The emotional gamut, to be expected, but an unexpected renaissance in the resultant flames emerges. I am right back there, where I was pre-Capricorn, standing in my own feet, resilient, in deflecting the noise.
It’s a raw edge, the sharpened tongue. The lash back against the spiralling loss; the castigation, the inflamed state of a man at his station.
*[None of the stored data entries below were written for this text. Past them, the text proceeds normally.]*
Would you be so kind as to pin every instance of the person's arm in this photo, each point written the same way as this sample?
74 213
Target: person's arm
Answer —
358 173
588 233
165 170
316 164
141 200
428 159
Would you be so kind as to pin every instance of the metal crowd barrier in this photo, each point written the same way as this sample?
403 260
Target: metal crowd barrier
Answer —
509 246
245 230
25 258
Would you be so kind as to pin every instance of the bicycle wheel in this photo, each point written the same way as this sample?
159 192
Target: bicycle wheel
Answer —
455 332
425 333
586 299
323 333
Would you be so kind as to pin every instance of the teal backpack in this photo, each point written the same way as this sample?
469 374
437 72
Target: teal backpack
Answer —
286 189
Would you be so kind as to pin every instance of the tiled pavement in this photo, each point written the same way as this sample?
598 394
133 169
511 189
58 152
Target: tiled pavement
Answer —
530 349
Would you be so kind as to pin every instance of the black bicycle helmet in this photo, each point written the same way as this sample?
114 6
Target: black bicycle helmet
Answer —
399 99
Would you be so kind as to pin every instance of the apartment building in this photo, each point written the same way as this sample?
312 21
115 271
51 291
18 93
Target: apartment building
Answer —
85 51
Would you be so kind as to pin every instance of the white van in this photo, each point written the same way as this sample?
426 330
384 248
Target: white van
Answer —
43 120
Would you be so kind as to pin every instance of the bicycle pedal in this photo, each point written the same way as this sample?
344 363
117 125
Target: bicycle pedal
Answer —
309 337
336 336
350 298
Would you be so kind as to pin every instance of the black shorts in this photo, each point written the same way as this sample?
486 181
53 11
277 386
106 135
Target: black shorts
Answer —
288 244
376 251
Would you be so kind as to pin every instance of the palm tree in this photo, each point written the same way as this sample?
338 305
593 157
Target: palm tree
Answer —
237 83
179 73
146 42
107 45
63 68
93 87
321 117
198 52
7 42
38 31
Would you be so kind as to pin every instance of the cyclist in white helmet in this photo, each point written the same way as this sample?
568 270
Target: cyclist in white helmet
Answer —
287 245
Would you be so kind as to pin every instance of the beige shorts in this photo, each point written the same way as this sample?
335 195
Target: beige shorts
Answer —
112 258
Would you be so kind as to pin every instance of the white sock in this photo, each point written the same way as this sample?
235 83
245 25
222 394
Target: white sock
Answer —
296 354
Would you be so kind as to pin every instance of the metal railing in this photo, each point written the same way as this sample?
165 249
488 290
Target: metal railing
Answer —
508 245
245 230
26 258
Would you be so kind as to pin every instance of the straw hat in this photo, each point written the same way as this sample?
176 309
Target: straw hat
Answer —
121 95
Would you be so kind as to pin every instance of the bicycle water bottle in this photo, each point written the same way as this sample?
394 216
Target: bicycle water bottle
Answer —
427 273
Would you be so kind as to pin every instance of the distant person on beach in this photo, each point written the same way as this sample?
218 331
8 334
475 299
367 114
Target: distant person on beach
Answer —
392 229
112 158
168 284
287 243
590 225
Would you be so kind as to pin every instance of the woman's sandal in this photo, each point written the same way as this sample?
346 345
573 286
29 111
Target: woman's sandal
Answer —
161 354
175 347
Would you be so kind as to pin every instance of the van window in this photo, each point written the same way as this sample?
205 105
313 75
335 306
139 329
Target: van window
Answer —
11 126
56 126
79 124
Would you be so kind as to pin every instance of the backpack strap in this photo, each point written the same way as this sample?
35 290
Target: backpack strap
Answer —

Riding roughshod, with buckshot, tucked at the back of the trunk, lurching forwards as the truck stops.
Over the hill, the last dance. Save it for me, but take the first few steps, of the breathless wrested, dishonest quest. I won’t even a lay, not a body or brick, I’m not a Gatsby perpendicular to retrospect, I’m the marshalled threat, the bulletproof vest.
Kevlar like Bescar, spearheaded initiative, I’m the golden retriever, or pistol receiver. Scaramanga, loose shirt, one more than the rest, staring at a redress in a hall of mirrors. No man is an island, but I beg to differ; I’m not the land or the castle but the sea and the river, and I regret the suppressor.
I take my aim, to reassert the frame, and as the cracks in the face denounce the cost of the fame I reassess the terrain. We’re not one in the same, I was a neophyte at life, but I honoured the brain. The emotionless Vader, the unforgivable traitor; exposed the heart of a fraud with the slice of a saber.